Je viens d’entamer un nouveau chapitre de ma vie : la petite fille de la campagne que j’étais se retrouve en ville pour une durée indéterminée, pis elle capote. Elle capote raide, mais pas un bon « Je capote, c’est génial! » mais plutôt un « Je capote, je veux ma mère et pleurer! ». Tu vois le genre? Je suis déménagée pourtant parce que je le voulais bien, j’ai eu une opportunité pour une nouvelle job attrayante, j’allais rejoindre mon copain et j’étais prête à relever de nouveaux défis.

Je connais bien la ville, j’y ai déjà habité dans le passé pour mes études, mais le fait qu’il y avait une date de fin, que je savais que je reviendrais à mon ancienne vie, celle dans laquelle j’étais 100% à l’aise, ça me rassurait. Là, je suis en processus pour commencer une nouvelle vie pis je me sens prisonnière, en train de suffoquer et sur le point de craquer.

Je suis en train de pogner ce que je vais appeler « le mal de ville »! J’étais familière avec mes petites habitudes de la campagne, je sortais dehors, je respirais un grand coup et l’air était pur. En ville, mes poumons ne veulent même pas coopérer, l’air est pesant. En campagne, j’ouvrais ma porte et je voyais des arbres, de la verdure, des champs, des animaux sauvages, j’entendais les oiseaux et les insectes mener leur train-train quotidien. Tandis qu’en ville, j’ai la vue sur des blocs de condos froids, gris pis laids, j’entends les voisins chialer, les voitures rouler vite… C’est tout sauf reposant. Il y a de la pollution visuelle et sonore, alors qu’en campagne, c’est le calme et c’est majoritairement des champs, de la forêt, des cours d’eau et quelques jolies cours arrières remplies d’animaux. C’est vraiment cute et serein.

Je me sens ivre de toute cette activité humaine autour des boutiques, dans les rues et à côté de chez moi. C’est comme si j’étais toujours lendemain de veille, à me demander pourquoi j’ai autant bu, sauf que je recommence pareil. Je suis prise au piège dans la même routine, avec un stress constant au-dessus de ma tête, à vivre ma vie de manière effrénée.

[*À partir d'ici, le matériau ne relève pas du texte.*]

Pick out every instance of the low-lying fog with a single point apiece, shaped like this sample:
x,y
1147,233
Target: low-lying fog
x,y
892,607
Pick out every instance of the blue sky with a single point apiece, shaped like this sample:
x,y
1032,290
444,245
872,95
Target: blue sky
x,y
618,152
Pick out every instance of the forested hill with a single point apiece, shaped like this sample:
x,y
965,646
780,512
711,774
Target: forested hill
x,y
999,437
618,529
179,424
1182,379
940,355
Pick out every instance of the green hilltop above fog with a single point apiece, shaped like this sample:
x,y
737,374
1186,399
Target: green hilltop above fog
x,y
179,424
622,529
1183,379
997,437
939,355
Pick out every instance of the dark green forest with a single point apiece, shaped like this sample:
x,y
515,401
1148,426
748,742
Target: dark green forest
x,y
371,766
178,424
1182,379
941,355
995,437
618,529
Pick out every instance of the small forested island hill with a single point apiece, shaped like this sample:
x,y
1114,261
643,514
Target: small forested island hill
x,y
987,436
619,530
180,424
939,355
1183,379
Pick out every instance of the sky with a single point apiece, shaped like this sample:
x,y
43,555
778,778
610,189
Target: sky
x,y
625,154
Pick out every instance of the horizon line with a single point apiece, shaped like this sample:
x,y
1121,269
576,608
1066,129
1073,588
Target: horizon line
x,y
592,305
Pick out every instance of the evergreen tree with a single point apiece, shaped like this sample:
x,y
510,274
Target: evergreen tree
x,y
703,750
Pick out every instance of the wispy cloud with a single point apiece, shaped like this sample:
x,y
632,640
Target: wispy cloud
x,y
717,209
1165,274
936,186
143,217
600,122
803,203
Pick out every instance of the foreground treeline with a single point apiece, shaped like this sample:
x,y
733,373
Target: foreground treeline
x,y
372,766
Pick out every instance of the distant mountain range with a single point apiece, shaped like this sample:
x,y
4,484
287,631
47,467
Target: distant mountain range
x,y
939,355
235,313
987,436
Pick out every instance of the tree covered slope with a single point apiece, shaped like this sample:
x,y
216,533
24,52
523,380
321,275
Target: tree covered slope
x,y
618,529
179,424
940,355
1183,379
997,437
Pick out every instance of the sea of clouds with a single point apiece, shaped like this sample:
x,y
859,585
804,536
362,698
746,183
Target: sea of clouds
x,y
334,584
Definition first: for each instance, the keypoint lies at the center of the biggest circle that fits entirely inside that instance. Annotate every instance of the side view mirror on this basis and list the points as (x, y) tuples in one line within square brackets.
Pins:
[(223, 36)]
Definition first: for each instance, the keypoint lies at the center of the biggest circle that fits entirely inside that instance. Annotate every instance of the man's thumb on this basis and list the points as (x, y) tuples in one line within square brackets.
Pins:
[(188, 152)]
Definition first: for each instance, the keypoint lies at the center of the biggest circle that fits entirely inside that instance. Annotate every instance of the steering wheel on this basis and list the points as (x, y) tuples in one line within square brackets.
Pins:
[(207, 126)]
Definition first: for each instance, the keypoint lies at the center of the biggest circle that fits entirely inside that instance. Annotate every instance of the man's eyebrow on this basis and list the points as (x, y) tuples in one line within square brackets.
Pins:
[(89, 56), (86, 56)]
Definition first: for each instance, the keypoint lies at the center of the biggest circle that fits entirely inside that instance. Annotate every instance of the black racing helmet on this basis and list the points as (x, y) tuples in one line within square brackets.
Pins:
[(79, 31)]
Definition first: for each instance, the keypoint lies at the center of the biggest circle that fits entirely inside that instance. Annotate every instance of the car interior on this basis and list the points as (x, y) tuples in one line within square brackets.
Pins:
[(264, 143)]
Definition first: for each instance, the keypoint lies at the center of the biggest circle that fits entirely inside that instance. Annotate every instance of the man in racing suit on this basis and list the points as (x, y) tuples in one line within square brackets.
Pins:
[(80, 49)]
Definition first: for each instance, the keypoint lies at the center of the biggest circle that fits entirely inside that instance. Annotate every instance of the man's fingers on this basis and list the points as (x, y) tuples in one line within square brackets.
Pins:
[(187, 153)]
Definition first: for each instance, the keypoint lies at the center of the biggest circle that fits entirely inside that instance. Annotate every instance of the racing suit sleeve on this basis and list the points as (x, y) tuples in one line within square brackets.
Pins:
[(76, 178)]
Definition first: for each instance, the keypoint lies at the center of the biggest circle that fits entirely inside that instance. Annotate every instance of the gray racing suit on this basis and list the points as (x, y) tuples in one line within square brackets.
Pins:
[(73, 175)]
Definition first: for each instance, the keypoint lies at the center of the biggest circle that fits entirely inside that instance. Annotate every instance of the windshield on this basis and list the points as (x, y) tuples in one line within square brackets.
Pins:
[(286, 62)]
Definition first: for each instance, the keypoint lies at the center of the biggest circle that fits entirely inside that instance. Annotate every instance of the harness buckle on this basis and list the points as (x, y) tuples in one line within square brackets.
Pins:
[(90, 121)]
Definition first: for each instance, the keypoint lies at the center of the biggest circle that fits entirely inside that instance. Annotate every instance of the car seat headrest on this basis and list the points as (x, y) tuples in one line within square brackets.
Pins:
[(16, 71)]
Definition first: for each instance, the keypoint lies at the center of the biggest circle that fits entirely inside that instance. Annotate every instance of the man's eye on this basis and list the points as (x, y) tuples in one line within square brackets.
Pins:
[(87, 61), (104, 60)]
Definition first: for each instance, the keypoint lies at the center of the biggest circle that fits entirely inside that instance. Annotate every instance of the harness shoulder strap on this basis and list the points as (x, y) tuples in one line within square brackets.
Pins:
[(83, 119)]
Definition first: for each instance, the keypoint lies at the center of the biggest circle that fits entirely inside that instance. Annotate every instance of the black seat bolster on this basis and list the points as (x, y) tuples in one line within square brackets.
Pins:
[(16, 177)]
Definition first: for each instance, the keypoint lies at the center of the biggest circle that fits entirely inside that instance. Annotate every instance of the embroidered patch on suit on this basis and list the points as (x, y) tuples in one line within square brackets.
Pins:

Voilà comment mon adaptation de la campagne à la ville ce fait en ce moment.

J’ai de la difficulté à saisir ce que les gens trouvent aux banlieues, mais après, je me dis qu’ils doivent se dire la même chose de nous avec nos campagnes. J’imagine qu’il faut l’avoir vécu pour comprendre ce qu’on peut éprouver à l’égard d’une ville urbaine versus une ville rurale. Je tente de m’acclimater, j’essaie de sortir et de trouver les petits espaces de vert de la ville, j’essaie tant bien que mal de vivre l’automne alors que je ne croise presque plus d’arbres.

Parce que l’automne, c’est ma saison. C’est ma saison nostalgique pis ça me fait rappeler tous mes meilleurs moments à la campagne, ça me fait rappeler à quel point j’étais bien là-bas. Mon 3 et demi me fait revenir à la réalité assez vite, pis je suis là, à me demander si je vais arriver un jour à trouver ma place en ville.